Two Columbia University psychologists have taught monkeys to discriminate computer-generated images containing as many as nine objects and to respond to them in ascending order, with a success rate well above what would be predicted by chance.

The work is the strongest evidence so far of numerical ability in non-human primates, said the researchers, Herbert S. Terrace, professor of psychology at Columbia and professor of psychiatry at the New York State Psychiatric Institute, and Elizabeth Brannon, a Columbia graduate student in psychology. Their work appears in the Oct. 23 issue of the journal Science.

The research challenges the prevailing view, which dates to Descartes, that non-human primates cannot think because they cannot use language. It also challenges the views of B.F. Skinner, the noted behaviorist and Prof. Terrace's mentor at Harvard, who held that all examples of animal intelligence were simply conditioned behavior that didn't require cognitive explanations. Prof. Terrace and Ms. Brannon believe that cognitive processes are needed to explain the kind of complex behavior they are studying. They hope to show that human intelligence, like other human attributes, can be traced to animal origins.

"We have ample evidence that animals can think without language," said Prof.

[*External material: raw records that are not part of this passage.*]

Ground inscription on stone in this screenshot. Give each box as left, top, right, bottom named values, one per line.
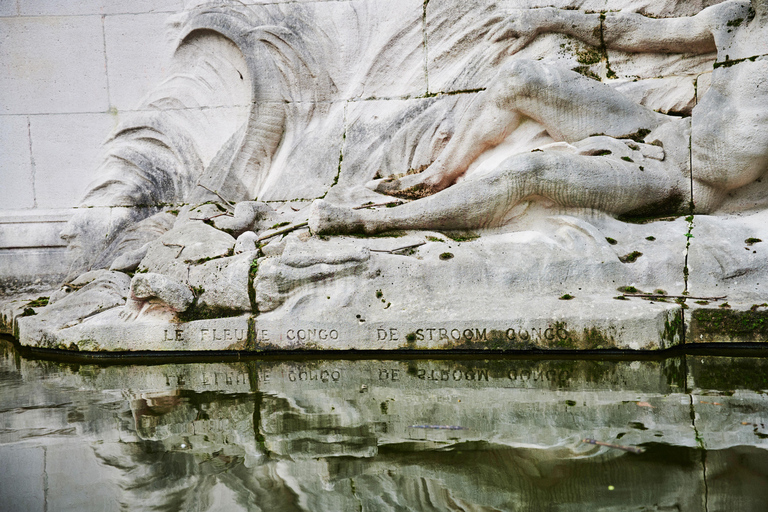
left=416, top=368, right=490, bottom=381
left=285, top=329, right=339, bottom=342
left=162, top=328, right=247, bottom=343
left=378, top=325, right=571, bottom=343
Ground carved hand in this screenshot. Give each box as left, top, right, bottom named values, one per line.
left=486, top=10, right=540, bottom=55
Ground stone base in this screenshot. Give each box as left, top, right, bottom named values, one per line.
left=2, top=294, right=690, bottom=352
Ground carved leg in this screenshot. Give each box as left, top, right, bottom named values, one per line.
left=374, top=59, right=666, bottom=197
left=316, top=151, right=681, bottom=234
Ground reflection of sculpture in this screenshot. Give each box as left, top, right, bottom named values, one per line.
left=311, top=0, right=768, bottom=235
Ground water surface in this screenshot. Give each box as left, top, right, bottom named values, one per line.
left=2, top=338, right=768, bottom=511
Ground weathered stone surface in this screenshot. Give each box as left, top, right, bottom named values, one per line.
left=234, top=231, right=258, bottom=254
left=130, top=273, right=193, bottom=311
left=6, top=0, right=768, bottom=351
left=16, top=270, right=130, bottom=344
left=17, top=312, right=250, bottom=352
left=188, top=251, right=256, bottom=314
left=138, top=220, right=236, bottom=281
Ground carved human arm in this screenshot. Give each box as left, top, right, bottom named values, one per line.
left=489, top=4, right=725, bottom=55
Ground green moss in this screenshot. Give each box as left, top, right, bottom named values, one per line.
left=27, top=296, right=49, bottom=308
left=745, top=238, right=762, bottom=245
left=605, top=237, right=617, bottom=245
left=594, top=150, right=612, bottom=156
left=439, top=252, right=454, bottom=260
left=621, top=156, right=634, bottom=162
left=619, top=251, right=643, bottom=263
left=662, top=310, right=684, bottom=344
left=380, top=401, right=389, bottom=414
left=719, top=302, right=731, bottom=309
left=620, top=128, right=651, bottom=143
left=439, top=231, right=480, bottom=242
left=727, top=17, right=743, bottom=27
left=617, top=286, right=640, bottom=293
left=20, top=308, right=36, bottom=317
left=177, top=305, right=244, bottom=322
left=270, top=221, right=290, bottom=230
left=426, top=236, right=444, bottom=243
left=691, top=308, right=768, bottom=341
left=613, top=296, right=629, bottom=300
left=375, top=290, right=383, bottom=299
left=580, top=327, right=617, bottom=349
left=572, top=66, right=601, bottom=81
left=559, top=294, right=575, bottom=300
left=576, top=46, right=602, bottom=65
left=617, top=192, right=686, bottom=223
left=646, top=236, right=656, bottom=241
left=350, top=231, right=407, bottom=239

Terrace, who heads Columbia's Primate Cognition Laboratory. "In our current and previous research, we have shown that animals solved complex problems without help from external cues."

Added Ms. Brannon, "Though monkeys do not recognize the word 'two' or the symbol '2,' they share with humans the capacity to master simple arithmetic, on at least the level of a two-year-old child. We don't have direct evidence yet, but it seems likely that these monkeys, and other non-human primates, can count."